If you could visit any musical period or see any artist, where would you go first?
The sixties and seventies saw the development of so many styles that are iconic nowadays. It would have been so exciting to have been in this melting pot while it was all happening. Soul music, afrobeat, reggae, psychedelic rock – the thing is, back then it might have felt normal, and it's only now looking back that we see how amazing it really was.
What musical influences did recording at home in Byron Bay have on your latest EP 'Bay Sessions'?
My music encourages balance and harmony. Byron Bay is a great place to slow down. Being on the road for long spells makes me yearn to slow down, and my this environment provides that for me.
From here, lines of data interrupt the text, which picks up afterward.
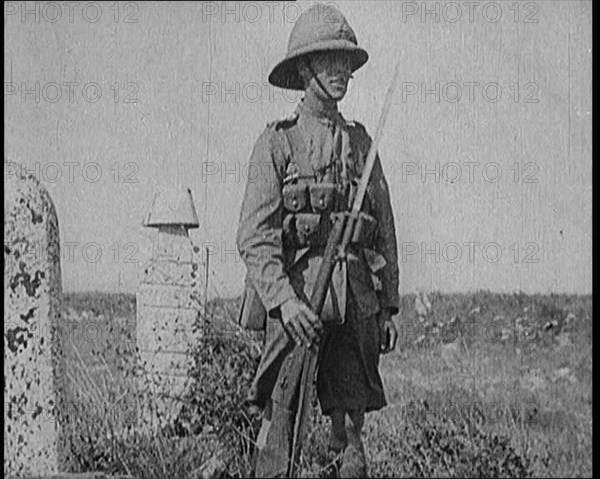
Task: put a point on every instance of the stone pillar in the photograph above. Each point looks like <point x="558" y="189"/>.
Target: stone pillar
<point x="33" y="359"/>
<point x="168" y="305"/>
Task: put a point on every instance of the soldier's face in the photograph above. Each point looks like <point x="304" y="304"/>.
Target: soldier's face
<point x="333" y="69"/>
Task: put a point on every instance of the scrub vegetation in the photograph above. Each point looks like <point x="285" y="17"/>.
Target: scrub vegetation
<point x="480" y="385"/>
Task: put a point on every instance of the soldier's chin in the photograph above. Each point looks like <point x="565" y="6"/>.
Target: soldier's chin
<point x="337" y="92"/>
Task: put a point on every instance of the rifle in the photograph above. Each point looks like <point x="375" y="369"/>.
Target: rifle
<point x="337" y="244"/>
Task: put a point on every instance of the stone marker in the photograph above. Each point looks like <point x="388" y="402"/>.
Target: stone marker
<point x="33" y="360"/>
<point x="168" y="304"/>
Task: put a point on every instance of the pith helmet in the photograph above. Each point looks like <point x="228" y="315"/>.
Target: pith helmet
<point x="320" y="28"/>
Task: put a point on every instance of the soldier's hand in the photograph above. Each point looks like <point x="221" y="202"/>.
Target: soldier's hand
<point x="388" y="334"/>
<point x="302" y="324"/>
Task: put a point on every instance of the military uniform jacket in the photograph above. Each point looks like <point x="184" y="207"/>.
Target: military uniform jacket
<point x="276" y="274"/>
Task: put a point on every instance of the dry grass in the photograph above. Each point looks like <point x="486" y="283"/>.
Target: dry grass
<point x="482" y="403"/>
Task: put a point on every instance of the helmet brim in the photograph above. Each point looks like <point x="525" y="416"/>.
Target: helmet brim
<point x="285" y="73"/>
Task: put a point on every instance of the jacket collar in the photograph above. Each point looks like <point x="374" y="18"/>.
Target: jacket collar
<point x="328" y="117"/>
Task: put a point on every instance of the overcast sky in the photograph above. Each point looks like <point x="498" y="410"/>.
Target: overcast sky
<point x="487" y="150"/>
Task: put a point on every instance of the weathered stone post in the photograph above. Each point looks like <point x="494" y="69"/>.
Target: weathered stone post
<point x="168" y="305"/>
<point x="33" y="358"/>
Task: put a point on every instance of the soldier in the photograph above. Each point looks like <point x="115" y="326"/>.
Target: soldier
<point x="309" y="165"/>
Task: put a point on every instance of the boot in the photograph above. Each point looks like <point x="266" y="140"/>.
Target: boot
<point x="354" y="463"/>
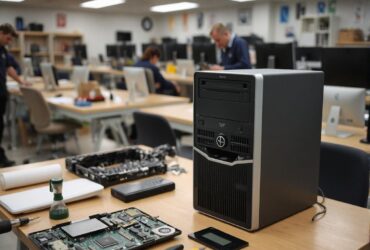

Reflecting, writing and recording in Byron is a great fit.
NZ has a large population of Samoans – do your family roots run deep here?
My mum came directly from Samoa to Australia, so although I didn't spend any of my youth in New Zealand, a big bunch of ainga (family) live there. I look forward to catching up with some on this visit.
Your music is uplifting and happy – how do you express darker and more negative emotion in your music?
Like I mentioned before, I'm all about acknowledging and finding balance. A big part of me is about bringing positivity – and yes, that comes out strongly in the music – but I feel that some darkness, toughness and negative balance comes out in live shows. Also in a lot of the new material I'm stockpiling for the next record. As I'm getting older and traveling a lot, I'm feeling the harmony in both positive and negative, the yin and yang.
Any projects with Kiwi musicians in the pipeline?
Man, I hope so! Music from New Zealand has always inspired me. Lately I've been able to meet a few artists I grew up listening to. Warren from Trinity Roots, what a boss! I'd love to collaborate with him one day, or explore some Samoan influence with Ladi6. The fact is, in my opinion, NZ holds some of the world's greatest talent.
How do you feel to be compared to the likes of Ben Harper, Bob Marley and Xavier Rudd?
It's an honour. Those fellas have great music and have all influenced me in some way. Plus I play drums for Xavier Rudd, we are musical bros.
Samoan Tourism choose 'Take It Slow' for their Beautiful Samoa campaign, and it has had almost 100k views on Facebook. Do you think that commercial success will influence your grassroots style of music?
Influence is constant. There are always so many things influencing us day by day. I'd like to think that I will continue to give music that promotes my fundamental life truths, of positivity, happiness and balance. For now it's through grassroots style, which I love, so for now that style will stay. I grew up jamming with my uncles at family gatherings, singing songs and playing upside down buckets for drums. I'm proud of that foundation, it's pretty grassroots all right!
If you had had the chance to see Bob Marley or Ben Harper early in their careers but couldn't find the time, or even be bothered to get off your ass, you would always regret it. Don't miss the chance to see Bobby Alu here in our own backyard for the first time ever.